The goal of the project is to implement part-of-speech(pos) tagger using structured learning.
This project uses Conditional Random Fields modeling method and sklearn-crfsuite implementation of this method.
Source code of the project can be found on github.
Basic implementation of the tagger is similar to sklearn-crfsuite tutorial, but uses different data sets, feature sets and labels.
crf-pos-tagger
uses pos_train.conll
dataset for training model and
pos_test.conll
for evaluating results.
Datasets contains twitter messages, which contains pairs (pos tag, token) and
separated by empty line. Token is a word, mention, url, hashtag, number,
punctuation mark, special symbol and so on. Twits are not very good in terms of
right spelling(ppl, u, ill, etc) and absolutely afwul in terms of cases(i LOVE U
sO MuCH). Also, it is pretty hard to separate sentences, it may finishes with
period of may not. That is why crf-pos-tagger
uses twits instead of sentences.
For such dataset and with assumption about twit ~== sentence
it is pretty easy
to write parser, which generates list of lists of pairs.
def parse_file(filename):
f = open(filename, 'r')
raw = f.readlines()
sentences = []
s = []
for line in raw:
if line.strip():
tag, token = line.strip().split('\t')
s.append((token, tag))
else:
sentences.append(s)
s = []
return sentences
sklearn-crfsuite
provides five algorithms:
– ‘lbfgs’ - Gradient descent using the L-BFGS method
– ‘l2sgd’ - Stochastic Gradient Descent with L2 regularization term
– ‘ap’ - Averaged Perceptron
– ‘pa’ - Passive Aggressive (PA)
– ‘arow’ - Adaptive Regularization Of Weight Vector (AROW)

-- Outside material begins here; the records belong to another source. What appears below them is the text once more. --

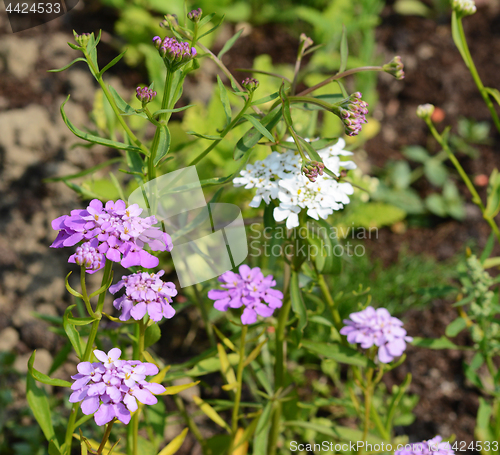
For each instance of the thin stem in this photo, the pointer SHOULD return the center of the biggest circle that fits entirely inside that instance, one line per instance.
(339, 76)
(156, 140)
(475, 75)
(111, 100)
(475, 195)
(329, 299)
(239, 380)
(105, 437)
(223, 134)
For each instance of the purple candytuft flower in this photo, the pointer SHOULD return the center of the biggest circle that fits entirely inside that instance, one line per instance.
(110, 388)
(312, 169)
(174, 53)
(120, 231)
(195, 15)
(250, 84)
(248, 288)
(395, 68)
(145, 95)
(352, 112)
(88, 255)
(144, 293)
(432, 446)
(372, 327)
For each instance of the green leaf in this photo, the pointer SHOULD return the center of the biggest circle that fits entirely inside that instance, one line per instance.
(204, 136)
(80, 59)
(434, 343)
(211, 413)
(41, 377)
(252, 136)
(84, 172)
(112, 63)
(163, 145)
(344, 50)
(152, 335)
(258, 126)
(339, 353)
(96, 139)
(177, 109)
(224, 100)
(229, 43)
(455, 33)
(39, 405)
(455, 327)
(72, 333)
(494, 93)
(174, 445)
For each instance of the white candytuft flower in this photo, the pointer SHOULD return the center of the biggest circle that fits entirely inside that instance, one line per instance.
(279, 176)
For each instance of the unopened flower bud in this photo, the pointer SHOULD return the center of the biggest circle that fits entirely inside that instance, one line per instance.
(395, 68)
(424, 111)
(250, 84)
(352, 112)
(195, 15)
(82, 39)
(145, 95)
(312, 169)
(464, 7)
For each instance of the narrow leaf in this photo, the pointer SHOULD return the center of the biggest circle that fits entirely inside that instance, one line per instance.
(229, 43)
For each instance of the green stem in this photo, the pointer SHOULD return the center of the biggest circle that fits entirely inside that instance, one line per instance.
(88, 349)
(239, 380)
(329, 299)
(111, 100)
(475, 195)
(339, 76)
(105, 437)
(165, 104)
(223, 134)
(475, 75)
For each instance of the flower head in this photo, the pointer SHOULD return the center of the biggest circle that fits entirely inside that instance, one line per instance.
(424, 111)
(145, 95)
(112, 387)
(248, 288)
(464, 7)
(395, 68)
(195, 15)
(352, 112)
(144, 293)
(250, 84)
(174, 53)
(371, 327)
(120, 231)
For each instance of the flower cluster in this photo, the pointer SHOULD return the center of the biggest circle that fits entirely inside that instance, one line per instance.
(279, 176)
(174, 52)
(120, 231)
(145, 95)
(433, 446)
(88, 255)
(250, 84)
(144, 293)
(372, 327)
(110, 388)
(249, 288)
(395, 68)
(352, 112)
(195, 15)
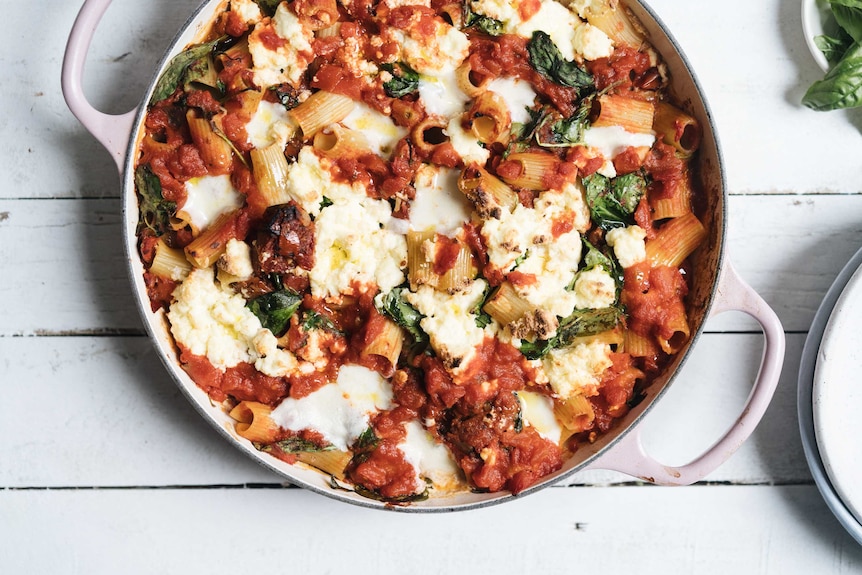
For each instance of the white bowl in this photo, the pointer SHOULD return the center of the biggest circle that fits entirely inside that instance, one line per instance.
(814, 13)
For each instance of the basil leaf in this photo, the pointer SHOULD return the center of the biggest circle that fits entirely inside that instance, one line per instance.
(173, 75)
(483, 319)
(568, 132)
(398, 310)
(155, 211)
(833, 47)
(485, 24)
(612, 202)
(581, 323)
(268, 6)
(299, 445)
(313, 320)
(605, 210)
(275, 309)
(628, 190)
(842, 85)
(848, 14)
(403, 82)
(547, 60)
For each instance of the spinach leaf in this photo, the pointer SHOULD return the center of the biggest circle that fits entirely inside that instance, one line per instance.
(155, 211)
(848, 14)
(403, 82)
(275, 309)
(483, 319)
(842, 85)
(175, 73)
(629, 189)
(613, 202)
(581, 323)
(395, 307)
(313, 320)
(547, 60)
(568, 132)
(834, 47)
(268, 6)
(296, 445)
(483, 23)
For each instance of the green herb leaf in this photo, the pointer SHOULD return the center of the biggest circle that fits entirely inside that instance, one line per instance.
(613, 202)
(483, 23)
(547, 60)
(483, 319)
(842, 85)
(175, 73)
(405, 81)
(268, 6)
(581, 323)
(848, 14)
(834, 47)
(313, 320)
(155, 211)
(287, 95)
(395, 307)
(299, 445)
(275, 309)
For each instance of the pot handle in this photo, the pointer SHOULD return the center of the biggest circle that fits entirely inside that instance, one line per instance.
(629, 456)
(113, 131)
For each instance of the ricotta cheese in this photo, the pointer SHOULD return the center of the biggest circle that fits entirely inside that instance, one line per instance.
(466, 144)
(537, 411)
(441, 95)
(594, 289)
(577, 369)
(208, 197)
(444, 48)
(448, 322)
(380, 132)
(438, 205)
(212, 321)
(628, 244)
(271, 124)
(309, 179)
(248, 10)
(518, 95)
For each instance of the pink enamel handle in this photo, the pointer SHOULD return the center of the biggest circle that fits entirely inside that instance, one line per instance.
(628, 455)
(113, 131)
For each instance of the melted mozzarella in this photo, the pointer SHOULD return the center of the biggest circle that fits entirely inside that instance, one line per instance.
(271, 124)
(441, 94)
(612, 140)
(429, 458)
(517, 94)
(537, 410)
(439, 205)
(339, 411)
(379, 131)
(208, 197)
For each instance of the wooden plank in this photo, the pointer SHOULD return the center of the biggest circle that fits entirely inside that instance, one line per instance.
(714, 530)
(64, 267)
(102, 412)
(754, 100)
(53, 155)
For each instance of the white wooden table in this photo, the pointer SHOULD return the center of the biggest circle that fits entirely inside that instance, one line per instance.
(105, 468)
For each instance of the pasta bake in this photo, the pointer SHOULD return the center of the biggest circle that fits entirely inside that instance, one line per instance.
(424, 246)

Choice of algorithm wasn’t based on implementation details. Playing with different values of different parameters and different feature sets showed that following configuration one of the best results for project needs:
crf = sklearn_crfsuite.CRF(
algorithm='lbfgs',
c1=0.1,
c2=0.1,
)
Evaluation is straightforward: crf-pos-tagger
compares tags generated by model
and tags written in pos_test.conll
for each token and calculates number of
matched divided by number of all tokens.
Default implementation without features shows the percentage of matches equal to
0.1053
.
After implementation of basics it is necessary to add some features to our model to improve.
feature set | result |
---|---|
without features | 0.1053 |
+word suffix | 0.7636 |
+mention | 0.7756 |
+hashtag | 0.7859 |
+lowercased suffix | 0.8042 |
+urls | 0.8082 |
+word itself | 0.8203 |
+number | 0.8211 |
+more lowercased suffixes | 0.8412 |
+is title | 0.8519 |
+is upper | 0.8537 |
First most obvious and intuitive idea is using suffix of the word to determine part of the speech. Trying different length of the suffix shows that most score reached at last for characters.
'word[-4:]': word[-4:],
Obvious features for dataset based on twits, which helps model to find twitter
specific parts of speech. 66 and 26 lines out of 2361 contains @
and #
.
'mention': word.startswith('@') and len(word) > 1,
'hashtag': word.startswith('#') and len(word) > 1,
This improvement also uses knowledge of dataset nature. Twitter users don’t care
about chAracTeRs
case. That is why lowercased suffix can increase accuracy.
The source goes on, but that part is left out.